A recent US survey asked what consumers want in their next new car, and the majority of respondents prioritised safety, value, fuel economy, and styling. That last one is the Golf’s only drawback. It looks like, in essence, a child designed it. Not a gearhead child that crayons ten-foot exhaust pipes on everything.

A normal child, with a bright Camry-driving future ahead of it. Kids are very good at recognising and sticking to just the key features — when they draw a cat it has only the basics; a smile, legs, eyes and a tail. It’s exactly the same with this new Golf; it has wheels, doors, lights and windows. VW’s press material reserves precisely 2,312 words just for the new Golf’s design, which frankly must be some sort of world record in overemphasis. They could’ve just said, “The new Mk7 Golf looks like a car.” There’s absolutely nothing special about its styling but, you know, it has a great personality...”

The biggest reason for that is that Volkswagen didn’t rummage around in the back and dust off a previous generation platform, as is the norm in the D-segment whenever an ‘all-new’ saloon is launched. Wolfsburg instead went and dropped $70 billion (yes, billion, and seventy of them) into a new MQB platform over a long-term investment. This modular platform simplifies production — all of the Group’s front-wheel drive, front-engined cars will have one, with identical engine and transmission mounting points for any combination of powertrain and drivetrain — but also lowers weight.

The Golf Mk7 can tip the scales at up to 100kg less than its predecessor, depending on how much you skimp on the options list. But very meaningful weight savings abound — VW shed 400g with the dashboard thanks to a new thermoplastic foam injection process; the part beneath the dash saves 1.4kg; the air-conditioning system is 2.7kg lighter (and crucially 5dB quieter); and the seats cut 7kg.

One taste of the new progressive steering system and you’ll feel every burnt calorie. This new Golf is eager to follow your every command, so long as you don’t command it to run an eight-minute lap of the ’Ring. Everywhere else it’s predictable and properly fun to chuck about, even if it’s only a lowly 1.4 TSI model on some 16in Bridgestones.

The front end leans in and keeps tucking into the turn with more steering angle, but the safe and approachable handling limits are surpassed by the new Golf’s other trick: it balances ride quality with grip like no other hatchback on the market today, nor D-segment saloon. You can crest speed bumps without touching the brakes thanks to generous tyre sidewall, and the ride comfort is further exemplified with excellent noise and vibration suppression. It is only beyond 140kph that wind roar creeps into the cabin.

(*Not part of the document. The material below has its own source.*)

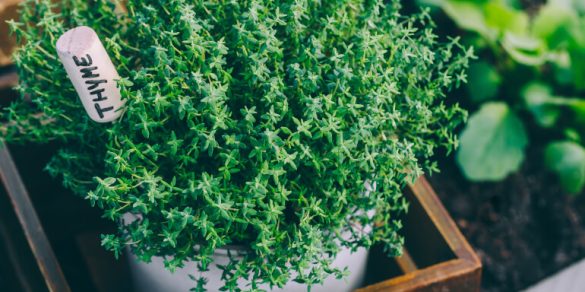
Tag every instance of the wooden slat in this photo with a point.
(27, 216)
(460, 274)
(405, 262)
(8, 80)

That 1.4-litre four-cylinder is small in stature, but it’s simply the best small turbo engine in the world at the moment. The DSG seven-speed ’box hesitates at times due to an anticipated lack of torque as the revs drop after a gear change, and this can get annoying, but there’s always a token sport mode. This is by no means a fast or quick car in a straight line (and exiting tighter corners the throttle pedal will dilly-dally with putting your intentions forward), but I never once needed more than the engine’s 138bhp, mostly because the turbocharged gush of torque at lower revs kept me going just fine.

Although the power plummets as you crest 100kph, and further acceleration gets strained. Still, you will have no problems seeing a fuel economy average per 100km in the mid-six litres, and no matter how much I caned the poor thing around town it wouldn’t budge over 9.5 litres.

The interior has a base-spec Audi thing going on, especially with the dash design, but the key update is the great multifunctional steering wheel with much-improved cruise control functions, as well as a completely revised infotainment system. Every car gets touchscreen as standard, and everything in the system has been redesigned and refined in terms of intuitive use — and keep in mind that the old VW system was still possibly the best in the business.

The handbrake is electronic, which I hate almost as much as CVTs, especially when it decides it should engage just because I’ve started the car, on a level surface. But that’s it, at Dh93,500 the TSI Golf is all you need. Unless you still haven’t evolved, convinced that a V6 in a rubbish saloon is the way to go.